Mit wenigen Änderungen wird jedes Windrad individuell
Die Grundform eignet sich für viele Anlässe. Für ein Sommerfest passen kräftige Farben, für ein Ernteprojekt Naturtöne und für eine Einheit zu erneuerbaren Energien können die Kinder Windräder neben Bildern von großen Windkraftanlagen aufstellen. Das kleine Modell erzeugt zwar keinen nutzbaren Strom, macht aber das Prinzip der Bewegung durch Wind anschaulich.
Besonders schön finde ich zweifarbige Flügel. Dafür kannst du einfarbiges Papier verwenden und abwechselnd helle und dunkle Muster aufmalen. Beim Drehen entsteht ein klarer Farbwechsel, den Kinder auch aus einiger Entfernung gut erkennen.

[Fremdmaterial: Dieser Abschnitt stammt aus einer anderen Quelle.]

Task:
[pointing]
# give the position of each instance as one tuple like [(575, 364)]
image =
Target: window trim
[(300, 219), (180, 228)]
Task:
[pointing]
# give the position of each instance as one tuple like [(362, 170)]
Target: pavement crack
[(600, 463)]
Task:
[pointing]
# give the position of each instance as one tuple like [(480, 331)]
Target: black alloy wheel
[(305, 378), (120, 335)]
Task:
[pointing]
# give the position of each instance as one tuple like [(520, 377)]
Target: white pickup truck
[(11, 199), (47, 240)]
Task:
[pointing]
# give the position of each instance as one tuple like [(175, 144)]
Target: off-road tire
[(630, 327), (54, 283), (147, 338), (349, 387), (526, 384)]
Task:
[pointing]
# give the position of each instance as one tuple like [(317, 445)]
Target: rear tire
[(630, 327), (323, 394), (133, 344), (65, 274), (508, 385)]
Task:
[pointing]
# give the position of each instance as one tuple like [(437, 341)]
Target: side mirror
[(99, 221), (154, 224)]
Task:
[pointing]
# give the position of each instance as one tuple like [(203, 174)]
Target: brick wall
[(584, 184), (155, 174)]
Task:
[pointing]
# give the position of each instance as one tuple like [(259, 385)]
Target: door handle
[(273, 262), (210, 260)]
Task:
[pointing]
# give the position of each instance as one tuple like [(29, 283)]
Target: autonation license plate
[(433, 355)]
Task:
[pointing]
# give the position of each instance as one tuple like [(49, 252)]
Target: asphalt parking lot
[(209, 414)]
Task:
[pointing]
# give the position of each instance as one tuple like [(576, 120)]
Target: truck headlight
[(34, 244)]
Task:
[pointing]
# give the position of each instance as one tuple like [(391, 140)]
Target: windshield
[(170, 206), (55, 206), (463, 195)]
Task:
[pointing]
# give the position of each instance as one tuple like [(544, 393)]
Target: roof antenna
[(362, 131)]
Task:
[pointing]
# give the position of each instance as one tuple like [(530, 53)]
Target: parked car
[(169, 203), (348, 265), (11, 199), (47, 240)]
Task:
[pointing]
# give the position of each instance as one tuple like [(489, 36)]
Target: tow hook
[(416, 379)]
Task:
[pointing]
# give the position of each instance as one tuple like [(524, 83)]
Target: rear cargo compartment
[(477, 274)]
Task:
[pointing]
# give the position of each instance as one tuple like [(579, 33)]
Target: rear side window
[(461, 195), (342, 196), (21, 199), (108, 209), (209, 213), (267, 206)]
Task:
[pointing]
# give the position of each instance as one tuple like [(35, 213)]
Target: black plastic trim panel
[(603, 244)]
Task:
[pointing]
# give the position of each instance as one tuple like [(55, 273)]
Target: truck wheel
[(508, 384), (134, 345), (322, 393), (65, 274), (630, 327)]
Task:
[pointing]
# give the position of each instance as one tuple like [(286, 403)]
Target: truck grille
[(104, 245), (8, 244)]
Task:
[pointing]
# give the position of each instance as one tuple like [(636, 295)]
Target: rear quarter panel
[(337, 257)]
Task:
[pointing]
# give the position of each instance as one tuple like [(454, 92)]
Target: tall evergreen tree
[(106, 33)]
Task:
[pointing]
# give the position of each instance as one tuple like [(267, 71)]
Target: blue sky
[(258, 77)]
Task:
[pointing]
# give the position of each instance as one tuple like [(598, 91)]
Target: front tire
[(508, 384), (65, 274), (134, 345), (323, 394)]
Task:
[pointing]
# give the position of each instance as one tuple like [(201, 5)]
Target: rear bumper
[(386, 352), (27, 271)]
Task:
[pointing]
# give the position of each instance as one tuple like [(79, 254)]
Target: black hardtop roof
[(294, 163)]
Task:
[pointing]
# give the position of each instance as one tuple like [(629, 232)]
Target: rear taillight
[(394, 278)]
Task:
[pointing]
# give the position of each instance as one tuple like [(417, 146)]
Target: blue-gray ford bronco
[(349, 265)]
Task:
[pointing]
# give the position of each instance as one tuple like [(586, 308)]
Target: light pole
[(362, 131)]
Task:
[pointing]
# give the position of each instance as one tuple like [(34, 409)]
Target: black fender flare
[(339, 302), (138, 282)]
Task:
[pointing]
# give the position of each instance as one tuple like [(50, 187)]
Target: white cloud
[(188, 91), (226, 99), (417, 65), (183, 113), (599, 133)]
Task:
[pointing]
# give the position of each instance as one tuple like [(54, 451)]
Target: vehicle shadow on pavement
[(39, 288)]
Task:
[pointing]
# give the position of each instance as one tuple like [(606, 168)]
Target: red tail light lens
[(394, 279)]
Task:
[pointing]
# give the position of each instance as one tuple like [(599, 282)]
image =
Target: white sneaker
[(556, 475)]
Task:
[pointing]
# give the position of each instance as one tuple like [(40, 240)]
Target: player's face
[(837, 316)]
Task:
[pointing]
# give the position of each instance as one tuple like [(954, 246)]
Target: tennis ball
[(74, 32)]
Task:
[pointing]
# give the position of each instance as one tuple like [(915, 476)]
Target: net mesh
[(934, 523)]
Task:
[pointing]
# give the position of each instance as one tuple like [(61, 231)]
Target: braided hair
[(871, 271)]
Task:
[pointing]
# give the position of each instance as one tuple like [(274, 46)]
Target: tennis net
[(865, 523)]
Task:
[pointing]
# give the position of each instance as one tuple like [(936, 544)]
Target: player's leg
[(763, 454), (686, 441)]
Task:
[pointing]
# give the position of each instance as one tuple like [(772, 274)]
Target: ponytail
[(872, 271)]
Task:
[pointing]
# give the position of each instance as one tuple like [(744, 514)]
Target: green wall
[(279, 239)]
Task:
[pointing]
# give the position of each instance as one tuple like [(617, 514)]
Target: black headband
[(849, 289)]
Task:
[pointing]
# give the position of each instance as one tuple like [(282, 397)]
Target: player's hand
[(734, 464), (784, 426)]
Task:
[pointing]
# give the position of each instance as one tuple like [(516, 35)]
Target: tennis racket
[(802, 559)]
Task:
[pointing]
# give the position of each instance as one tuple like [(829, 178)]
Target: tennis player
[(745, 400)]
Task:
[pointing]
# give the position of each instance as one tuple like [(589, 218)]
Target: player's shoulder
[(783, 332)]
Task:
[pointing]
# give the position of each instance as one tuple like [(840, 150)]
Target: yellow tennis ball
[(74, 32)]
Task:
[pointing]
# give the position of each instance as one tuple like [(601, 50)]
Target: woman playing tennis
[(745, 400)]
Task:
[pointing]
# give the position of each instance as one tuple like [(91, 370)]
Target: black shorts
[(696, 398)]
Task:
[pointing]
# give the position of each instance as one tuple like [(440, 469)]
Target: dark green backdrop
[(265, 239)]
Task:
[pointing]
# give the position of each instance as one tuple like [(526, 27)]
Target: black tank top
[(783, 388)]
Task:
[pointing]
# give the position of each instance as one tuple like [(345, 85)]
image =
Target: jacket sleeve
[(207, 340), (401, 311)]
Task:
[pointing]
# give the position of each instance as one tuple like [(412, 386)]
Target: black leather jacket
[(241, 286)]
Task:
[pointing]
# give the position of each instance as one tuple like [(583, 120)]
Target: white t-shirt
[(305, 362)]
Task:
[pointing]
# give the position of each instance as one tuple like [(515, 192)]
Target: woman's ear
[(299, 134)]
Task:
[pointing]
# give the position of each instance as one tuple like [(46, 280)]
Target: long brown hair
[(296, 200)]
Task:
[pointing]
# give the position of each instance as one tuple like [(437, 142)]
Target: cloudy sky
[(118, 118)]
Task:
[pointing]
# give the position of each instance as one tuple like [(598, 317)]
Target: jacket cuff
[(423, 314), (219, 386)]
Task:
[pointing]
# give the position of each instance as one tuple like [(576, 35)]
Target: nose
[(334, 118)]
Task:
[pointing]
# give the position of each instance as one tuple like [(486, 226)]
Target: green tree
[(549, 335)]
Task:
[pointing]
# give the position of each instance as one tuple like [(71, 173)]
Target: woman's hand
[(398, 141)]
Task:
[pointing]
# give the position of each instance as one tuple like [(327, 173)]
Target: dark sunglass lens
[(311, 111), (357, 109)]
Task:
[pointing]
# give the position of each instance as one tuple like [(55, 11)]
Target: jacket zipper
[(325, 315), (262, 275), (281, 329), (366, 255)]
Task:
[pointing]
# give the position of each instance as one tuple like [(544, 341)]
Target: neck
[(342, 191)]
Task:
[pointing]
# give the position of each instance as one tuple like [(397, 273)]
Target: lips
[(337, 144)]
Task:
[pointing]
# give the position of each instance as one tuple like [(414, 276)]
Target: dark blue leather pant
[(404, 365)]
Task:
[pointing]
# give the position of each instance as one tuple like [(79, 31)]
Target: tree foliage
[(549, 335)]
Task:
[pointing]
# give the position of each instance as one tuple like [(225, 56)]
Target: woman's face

Für eine Girlande oder Tischdekoration befestigst du den Griff nicht dauerhaft an einem Stab, sondern klebst die Rückseite auf einen Holzspieß oder einen Papierstrohhalm. Für den echten Außeneinsatz bleibt eine bewegliche Klammer jedoch besser, weil sich das Windrad dann leichter drehen kann.
Ein kleines Windrad, an dem Kinder viel entdecken können
Die beste Version ist nicht unbedingt die aufwendigste. Ein leichtes Quadrat, saubere Einschnitte und eine locker befestigte Mitte reichen aus, damit aus Papier ein bewegliches Spielzeug wird. Wenn Erwachsene die scharfen Arbeitsschritte absichern und Kinder Gestaltung und Beobachtung übernehmen, verbindet die Bastelidee Kreativität, Bewegung und erstes naturwissenschaftliches Denken auf angenehme Weise.